Я перекрыл воду, не в силах заставить себя покинуть ванную, ощущая еще больший озноб в теле, мокрые части которого тотчас же покрылись гусиной кожицей, когда мне пришлось потянуться к крану, оголив свое тело с объятий воды.
Я пролежал достаточно долго в тишине, чтобы звук разбивающихся капель о поверхность воды, падающих с крана, начал меня словно вводить в транс. Она капали монотонно, через равные промежутки времени, и звук был настолько объемный и реалистичный, что с закрытыми глазами я представлял, как новая капля медленно набухает в размере, пока не становится слишком тяжелой, чтобы удержаться на металлическом носике крана, освобождая место для новой, судьба которой повторится в точности предшествующей. Звук становился все громче, отдавая пронзительной болью в виски из-за излишней концентрации внимания на падении капель.
Вода продолжала холодать, забирая тепло моего тела все большими порциями так, что я начал ощущать растительность своих нервов, как спутанные ветви кустарников, под кожей уходящих вглубь моего тела и отдающих изморозью в нем, от чего я весь оцепенел, открыв глаза, не в силах пошевелиться и отвести свой взгляд от потолка надо мной.
Потеряв связь с реальностью, я имел запас сил только на одно движение.
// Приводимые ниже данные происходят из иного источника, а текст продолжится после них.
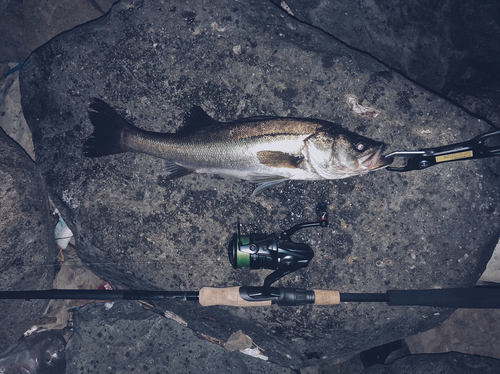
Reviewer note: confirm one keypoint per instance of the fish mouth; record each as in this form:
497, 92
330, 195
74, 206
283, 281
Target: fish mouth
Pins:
375, 160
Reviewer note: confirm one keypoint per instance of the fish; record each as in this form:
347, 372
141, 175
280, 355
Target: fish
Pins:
264, 150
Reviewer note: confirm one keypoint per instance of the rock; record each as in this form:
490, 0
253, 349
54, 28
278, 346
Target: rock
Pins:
11, 114
443, 363
152, 62
128, 339
238, 341
27, 246
439, 44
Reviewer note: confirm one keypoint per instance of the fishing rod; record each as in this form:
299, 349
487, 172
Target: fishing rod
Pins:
477, 297
280, 253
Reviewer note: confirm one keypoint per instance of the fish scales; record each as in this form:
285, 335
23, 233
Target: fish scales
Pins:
264, 150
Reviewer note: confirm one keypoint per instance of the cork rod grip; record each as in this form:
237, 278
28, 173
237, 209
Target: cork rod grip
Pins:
325, 297
210, 296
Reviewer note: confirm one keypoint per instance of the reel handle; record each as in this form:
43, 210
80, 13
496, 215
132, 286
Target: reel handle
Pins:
232, 296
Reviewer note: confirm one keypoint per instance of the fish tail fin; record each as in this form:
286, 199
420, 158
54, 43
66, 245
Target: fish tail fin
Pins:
109, 127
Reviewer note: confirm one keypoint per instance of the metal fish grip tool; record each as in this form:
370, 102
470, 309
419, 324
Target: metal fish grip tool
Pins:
482, 146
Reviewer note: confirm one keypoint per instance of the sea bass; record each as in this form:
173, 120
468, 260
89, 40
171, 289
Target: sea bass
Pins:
265, 150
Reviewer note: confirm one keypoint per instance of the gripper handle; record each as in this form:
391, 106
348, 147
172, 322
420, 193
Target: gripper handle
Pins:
210, 296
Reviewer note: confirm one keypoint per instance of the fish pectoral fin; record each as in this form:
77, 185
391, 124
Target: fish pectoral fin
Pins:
266, 185
279, 159
177, 171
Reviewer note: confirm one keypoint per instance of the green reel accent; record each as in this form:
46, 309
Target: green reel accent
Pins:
242, 258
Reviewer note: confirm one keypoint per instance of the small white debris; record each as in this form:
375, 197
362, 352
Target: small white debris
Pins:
362, 110
254, 352
108, 305
62, 232
215, 26
30, 331
286, 8
237, 49
70, 200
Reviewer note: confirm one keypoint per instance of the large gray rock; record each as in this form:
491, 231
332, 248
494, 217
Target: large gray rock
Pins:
441, 45
443, 363
128, 339
27, 246
153, 61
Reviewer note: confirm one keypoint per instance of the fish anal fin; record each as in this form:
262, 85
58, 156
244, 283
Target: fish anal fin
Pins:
278, 159
177, 171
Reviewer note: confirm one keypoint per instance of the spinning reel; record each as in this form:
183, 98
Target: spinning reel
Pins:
280, 253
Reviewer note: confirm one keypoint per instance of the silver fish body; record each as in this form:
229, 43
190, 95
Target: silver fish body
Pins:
262, 150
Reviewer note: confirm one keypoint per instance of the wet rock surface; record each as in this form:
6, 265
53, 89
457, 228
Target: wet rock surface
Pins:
153, 61
440, 45
27, 247
113, 341
444, 363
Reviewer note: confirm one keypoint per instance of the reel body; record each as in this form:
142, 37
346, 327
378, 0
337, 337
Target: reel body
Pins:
270, 251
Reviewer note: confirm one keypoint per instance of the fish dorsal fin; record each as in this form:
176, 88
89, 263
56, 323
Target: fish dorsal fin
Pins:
277, 159
197, 118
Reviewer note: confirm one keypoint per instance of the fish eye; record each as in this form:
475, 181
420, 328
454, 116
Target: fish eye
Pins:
360, 146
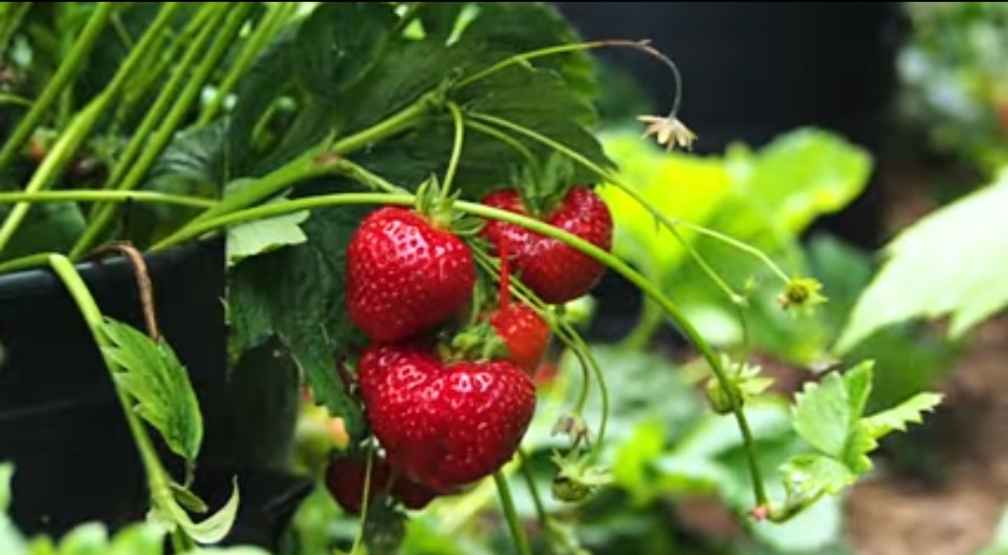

Одним рывком, лежа на спине, придав телу инерцию в нужном направлении, я начал погружаться под воду.
Слизистая открытых глаз от контакта с водой вызвала неприятные кратковременные ощущения, от чего они начали печь, прежде чем смирились с воздействием воды и передо мной застыл все тот же потолок, но искаженный мутностью слоя воды надо мной.
В нос под давлением ударила вода, вызвав жжение, горечью отдающее в самое горло, пока не вызвала спазм мышц, как раздражитель воздействующая на мои рефлексы, что заставило меня наконец очнуться с состояния безразличия, когда я чуть не задохнулся. В ушах послышался глухой звук стука о дверь, пробивающийся ко мне через слой воды будто во все тело.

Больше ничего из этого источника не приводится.